Komodo 9 is slightly more aggressive in its pruning than is Komodo 8, and it is slightly faster in its search as well. (Both changes seem to have been made, to some degree, with the goal of more closely matching Stockfish’s speed – an interesting commercial decision.) While Komodo’s evaluation is, in part, automatically tuned through automated testing, it is also hand-tuned (to what degree I cannot say) by GM Larry Kaufman.
The result is an engine that feels – I know this sounds funny, but it’s true – smart. It seems slightly more attuned to positional nuances than its competitors, and as all the top engines are tactical monsters, even a slight positional superiority can be important. I have noticed that Komodo is particularly good at evaluating positions where material imbalances exist, although I cannot say exactly why this is the case!

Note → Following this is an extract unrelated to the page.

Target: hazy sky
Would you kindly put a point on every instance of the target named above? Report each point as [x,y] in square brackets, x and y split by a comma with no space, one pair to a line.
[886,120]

As more users possess multi-core systems, the question of scaling – how well an engine is able to make use of those multiple cores – becomes increasingly important. Because it requires some CPU cycles to hand out different tasks to the processors in use, and because some analysis will inevitably be duplicated on multiple CPUs, there is not a linear relation between number of CPUs and analytical speed.
Komodo 8 was reputedly much better than Stockfish 5 in its implementation of parallel search, but recent tests published on the Talkchess forum suggest that the gap is narrowing. While Stockfish 6 sees an effective speedup of 3.6x as it goes from 1 to 8 cores, Komodo 9’s speedup is about 4.5x. And the gap is further narrowed if we consider the developmental versions of Stockfish, where the speedup is now around 4x.
Hardcore engine enthusiasts have, as the above suggests, become accustomed to downloading developmental versions of Stockfish. In an effort to serve some of the same market share, the authors of Komodo have created a subscription service that provides developmental versions of Komodo to users. This subscription, which costs $99.97, entitles users to all official versions of Komodo released in the following year along with developmental versions on a schedule to be determined. Only those who order Komodo directly from the authors are currently able to choose this subscription option.
The inevitable question remains: which engine should you choose? My answer is the same now as it was in my previous review. You should choose both – and perhaps more.
Both Komodo and Stockfish are insanely strong engines. There remain some positions, however, where one engine will get ‘stuck’ or otherwise prove unable to discern realistic (i.e. human) looking moves for both sides. In that case it is useful to query another engine to get a second (or perhaps even third) opinion. I find myself using Komodo 9 more than Stockfish 6 in my day-to-day work, but your mileage may well vary. Serious analysts, no matter their preference, will want to have both Komodo 9 and Stockfish 6 as part of their ‘teams.’